Kailash Satyarthi was born on 11 January 1954 as an Indian social reformer who campaigned against child labor in India & advocated the universal right to education. In 2004, he was co-recipient of the Nobel Peace Prize, along with Malala Yousafzai, “for their struggle against the suppression of children and young people and the right of all children to education.” He is the founder of multiple social activist organizations, including Bachpan Bachao Andolan, Global March Against Child Labour, Global Campaign for Education, and Kailash Satyarthi Children’s Foundation. He and his team at Bachman Bachao Andolan have liberated more than 81,000 children in India from child labor, slavery, and trafficking. Satyarthi conceived and led the Global March against Child Labour, an 80,000 km (ca. 49,710 mi)-long march across 103 countries to put forth a global demand against the worst forms of child labor. This became one of the most massive social movements ever on behalf of exploited children. The marchers’ needs included children and youth (particularly the survivors of trafficking for forced labor, exploitation, sexual abuse, illegal organ transplants, armed conflict, etc.). The same was reflected in the draft of the ILO Convention 192 on the Worst Forms of Child Labour. The following year, the Convention was unanimously adopted at the ILO Conference in Geneva. In his 34 years as an activist, and managed to free tens of thousands of young children from forced labor who are forced into slavery by the evil men like agents, business people, landowners, brothel owners, etc., society.

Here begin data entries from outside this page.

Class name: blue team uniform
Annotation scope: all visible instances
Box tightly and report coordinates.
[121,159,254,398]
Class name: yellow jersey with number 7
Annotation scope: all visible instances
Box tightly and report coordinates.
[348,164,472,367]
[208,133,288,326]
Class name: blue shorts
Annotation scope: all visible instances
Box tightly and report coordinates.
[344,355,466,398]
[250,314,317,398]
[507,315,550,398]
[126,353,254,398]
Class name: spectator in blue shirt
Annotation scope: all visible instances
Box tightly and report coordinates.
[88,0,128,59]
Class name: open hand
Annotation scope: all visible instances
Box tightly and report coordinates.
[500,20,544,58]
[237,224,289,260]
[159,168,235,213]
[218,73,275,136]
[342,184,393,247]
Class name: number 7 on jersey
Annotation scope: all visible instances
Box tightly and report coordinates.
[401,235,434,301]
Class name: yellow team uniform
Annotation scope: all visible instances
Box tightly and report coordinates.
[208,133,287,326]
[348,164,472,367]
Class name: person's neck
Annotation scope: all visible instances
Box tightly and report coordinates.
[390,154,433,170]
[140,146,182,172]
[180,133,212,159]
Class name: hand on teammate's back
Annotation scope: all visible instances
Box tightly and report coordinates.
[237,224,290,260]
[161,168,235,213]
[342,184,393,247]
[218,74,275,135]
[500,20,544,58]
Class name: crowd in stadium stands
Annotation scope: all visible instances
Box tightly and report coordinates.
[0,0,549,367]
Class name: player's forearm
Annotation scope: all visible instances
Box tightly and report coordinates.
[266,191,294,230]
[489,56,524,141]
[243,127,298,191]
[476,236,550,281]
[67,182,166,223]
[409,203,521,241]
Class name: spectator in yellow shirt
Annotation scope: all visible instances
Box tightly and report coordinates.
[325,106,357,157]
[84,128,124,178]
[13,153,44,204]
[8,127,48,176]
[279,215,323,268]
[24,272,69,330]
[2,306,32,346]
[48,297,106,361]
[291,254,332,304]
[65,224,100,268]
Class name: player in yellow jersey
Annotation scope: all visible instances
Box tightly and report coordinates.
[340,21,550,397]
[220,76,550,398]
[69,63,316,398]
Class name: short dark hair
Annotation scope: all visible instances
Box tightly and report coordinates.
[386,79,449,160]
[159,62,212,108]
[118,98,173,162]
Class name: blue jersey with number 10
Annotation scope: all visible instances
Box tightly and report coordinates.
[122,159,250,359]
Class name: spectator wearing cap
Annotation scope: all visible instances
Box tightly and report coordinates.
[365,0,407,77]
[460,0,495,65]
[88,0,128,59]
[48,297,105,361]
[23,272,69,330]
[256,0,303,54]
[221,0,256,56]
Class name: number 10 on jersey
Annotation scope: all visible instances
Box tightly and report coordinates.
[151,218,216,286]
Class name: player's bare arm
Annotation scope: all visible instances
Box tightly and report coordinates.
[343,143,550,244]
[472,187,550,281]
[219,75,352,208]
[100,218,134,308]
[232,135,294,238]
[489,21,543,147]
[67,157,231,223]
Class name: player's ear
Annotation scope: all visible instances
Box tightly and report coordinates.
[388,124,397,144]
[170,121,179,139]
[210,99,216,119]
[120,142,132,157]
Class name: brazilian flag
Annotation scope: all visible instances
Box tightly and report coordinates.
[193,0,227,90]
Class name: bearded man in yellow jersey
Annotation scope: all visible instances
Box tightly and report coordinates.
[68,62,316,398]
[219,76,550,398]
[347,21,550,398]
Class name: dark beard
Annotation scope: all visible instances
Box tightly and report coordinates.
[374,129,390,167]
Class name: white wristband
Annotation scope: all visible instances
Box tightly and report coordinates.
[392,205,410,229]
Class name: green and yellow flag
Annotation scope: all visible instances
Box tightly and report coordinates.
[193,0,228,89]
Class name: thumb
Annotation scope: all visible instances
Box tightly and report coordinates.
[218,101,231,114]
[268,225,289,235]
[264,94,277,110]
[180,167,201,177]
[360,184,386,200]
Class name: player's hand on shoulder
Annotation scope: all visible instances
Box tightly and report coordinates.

United Nations (UN) General Assembly
International Labor Conference UN Human Rights Commission
He founded GoodWeave.In 1994, Kailash started an initiative called “Rugmark” (now known as GoodWeave International). The initiative aims to create a carpet industry that does not make use of child labor. Rugs sold under the GoodWeave label are certified child-labor-free. This movement has sent a powerful international message against child labor. Started in 1998, it began with an 80,000 km long physical march across 103 countries. Members from over 140 different countries participated in the rally. The movement’s impact has been so profound that today, 177 of 185 member countries of the International Labour Organisation have ratified a convention against child labor.